Because MS gets its feelers into every aspect of life - health, family, relationships, work, money, duties and commitments, future planning etc etc - it can sometimes feel that the problems are coming at us from all directions. It does sound a bit as though you are having one of those moments; I really feel for you. It is filtered word scary, as you say.
Might it help to think in terms of identifying the things that are (potentially) easiest to fix? (If you have been through this a million times - and I am sure that you have! - my apologies for trying to teach granny…) If you can get a handle on the fixable things, that frees up some thinking space for finding the best way to manage what isn’t fixable. Getting to the root cause of the back pain would be a good start. As I expect you have found already, having MS can make it particularly difficult to pin down what is neurological and what isn’t. Specialist doctors are notoriously bad at communicating across specialism boundaries. But time and patience (yours) spent on getting to the bottom of it could be time well spent.
The only other thing I would say is that your wife has her own road to travel when coming to terms with your dx. A very, very common reaction from loved ones is for them to pretend that all is well and it is all right really. Another common reaction is to catastrophize and rush around tearing hair out and wailing that their spouse is going to be an invalid in a fortnight and you will all be out on the streets and boiling up gravel for soup. At least you are spared that one, by the sound of it, so be thankful for small mercies! (Sometimes, confusingly, it can alternate between the two, so you’re not out of the woods yet…) Seriously, though, it is very usual for people with MS to feel that their spouse is playing things down - if only for their own psychological protection - and that can leave a person feeling very unsupported by the very person whose support matters most. Just give it tims and try not to let it hurt you. This is difficult stuff for everyone. It does not mean that she doesn’t believe you - more likely that she just wishes it were not true (as do you, of course).

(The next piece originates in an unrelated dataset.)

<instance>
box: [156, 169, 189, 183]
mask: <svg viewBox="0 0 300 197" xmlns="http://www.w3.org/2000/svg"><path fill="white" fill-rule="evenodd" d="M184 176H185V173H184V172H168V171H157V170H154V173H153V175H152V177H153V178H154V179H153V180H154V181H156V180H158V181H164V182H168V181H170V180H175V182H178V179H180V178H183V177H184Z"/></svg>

Good luck with the MS nurse. Will you be discussing disease modifying treatments? I hope so. You should also be able to get advice on medication to help with the symptoms you have already, if you have had no joy from the GP. Most GPs are not very clued up about MS, and they do not all go to much trouble to remedy that. I hope you have a good GP - they are a real blessing for a person with MS. You might well need to chase up appointments and keep gently chivvying away if things are taking too long. Patience is not a virtue when trying to extract appointments from the NHS.